Soltanto nella società comunista, quando la resistenza dei
capitalisti è definitivamente spezzata, quando i capitalisti sono scomparsi e
non esistono piú classi (non v'è cioè piú distinzione fra i membri della società
secondo i loro rapporti coi mezzi sociali di produzione), soltanto allora
«lo Stato cessa di esistere e diventa possibile parlare di libertà».
Soltanto allora diventa possibile e si attua una democrazia realmente completa,
realmente senza alcuna eccezione. Soltanto allora la democrazia comincia a
estinguersi, per la semplice ragione che, liberati dalla schiavitù
capitalistica, dagli innumerevoli orrori, barbarie, assurdità, ignominie dello
sfruttamento capitalistico, di uomini si abituano a poco a poco a
osservare le regole elementari della convivenza sociale, da tutti conosciute da
secoli, ripetute da millenni in tutti i comandamenti, a osservarle senza
violenza, senza costrizione, senza quello speciale apparato di
costrizione che si chiama Stato. L'espressione: «lo Stato si estingue» è
molto felice in quanto esprime al tempo stesso la gradualità del processo e la
sua spontaneità. Soltanto l'abitudine può esercitare, ed eserciterà certamente,
una tale azione, poiché noi osserviamo attorno a noi milioni di volte con quale
facilità gli uomini si abituano a osservare le regole per loro indispensabili
della convivenza sociale, quando non vi è sfruttamento e quando nulla provoca
l'indignazione, la protesta, la rivolta e rende necessaria la
repressione. La società capitalistica non ci offre dunque che una
democrazia tronca, miserabile, falsificata, una democrazia per i soli ricchi,
per la sola minoranza. La dittatura del proletariato, periodo di transizione
verso il comunismo, istituirà per la prima volta una democrazia per il popolo,
per la maggioranza, accanto alla repressione necessaria della minoranza, degli
sfruttatori. Solo il comunismo è in grado di dare una democrazia realmente
completa: e quanto piú sarà completa, tanto piú presto diventerà superflua e si
estinguerà da sé. (Stato e rivoluzione)
Lenin inoltre si
cimentò anche sul piano dell'elaborazione strettamente filosofica, con due
scritti, Materialismo ed empiriocriticismo e Quaderni f ilosofici.
Nei Quaderni sviluppa una rimeditazione della logica e della dialettica
di Hegel.
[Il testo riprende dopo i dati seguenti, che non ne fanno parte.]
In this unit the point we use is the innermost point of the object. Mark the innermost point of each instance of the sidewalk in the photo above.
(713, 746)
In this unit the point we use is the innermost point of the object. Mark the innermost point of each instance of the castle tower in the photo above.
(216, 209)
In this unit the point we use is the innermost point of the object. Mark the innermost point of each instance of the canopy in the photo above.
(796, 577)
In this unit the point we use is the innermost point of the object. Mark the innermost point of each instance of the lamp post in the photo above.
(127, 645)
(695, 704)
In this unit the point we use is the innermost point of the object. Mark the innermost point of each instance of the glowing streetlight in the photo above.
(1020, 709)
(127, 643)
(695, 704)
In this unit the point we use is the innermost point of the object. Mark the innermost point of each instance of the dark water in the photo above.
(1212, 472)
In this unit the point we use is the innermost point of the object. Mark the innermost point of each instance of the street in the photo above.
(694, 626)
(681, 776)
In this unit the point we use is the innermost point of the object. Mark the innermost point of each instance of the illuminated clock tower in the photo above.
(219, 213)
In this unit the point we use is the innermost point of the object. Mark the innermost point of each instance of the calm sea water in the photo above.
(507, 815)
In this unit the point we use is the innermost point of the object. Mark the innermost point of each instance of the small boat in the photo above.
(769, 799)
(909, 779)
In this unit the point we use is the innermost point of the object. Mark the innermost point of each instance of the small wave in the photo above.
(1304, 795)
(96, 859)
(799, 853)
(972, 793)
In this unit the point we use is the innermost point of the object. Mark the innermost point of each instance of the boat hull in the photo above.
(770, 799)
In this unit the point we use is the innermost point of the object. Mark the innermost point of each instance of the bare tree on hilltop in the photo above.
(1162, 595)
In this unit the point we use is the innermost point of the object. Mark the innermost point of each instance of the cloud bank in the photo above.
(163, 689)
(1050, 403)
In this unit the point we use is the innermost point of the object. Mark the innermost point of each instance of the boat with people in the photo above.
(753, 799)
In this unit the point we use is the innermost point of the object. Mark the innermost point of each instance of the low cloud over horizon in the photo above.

In Materialismo ed
empiriocriticismo invece attacca i capisaldi del pensiero di Mach e
Avenarius (cfr. cap. XII), soprattutto nella loro riedizione nella forma del
«machismo russo», il cui esponente principale fu BOGDANOV (1873-1928), ossia
ALEXEI ALEXANDROVIC MALINOVSKIJ.
Egli riconosce un aspetto positivo all'empiriocriticismo, in quanto permette
di liberarsi dalla concezione meccanicistica; ma sottolinea l'aspetto negativo,
che consiste nel riproporre il soggettivismo. Esso in fondo è un «idealismo» e
come tale non è conciliabile con i principi del materialismo marxista. La realtà
materiale delle cose esiste al di là e indipendentemente dalle nostre
sensazioni; perciò il conoscere non è «fenomeno» soggettivo, ma rispecchiamento
della realtà; rispecchiamento sempre piú preciso a mano a mano che si procede
nella scienza.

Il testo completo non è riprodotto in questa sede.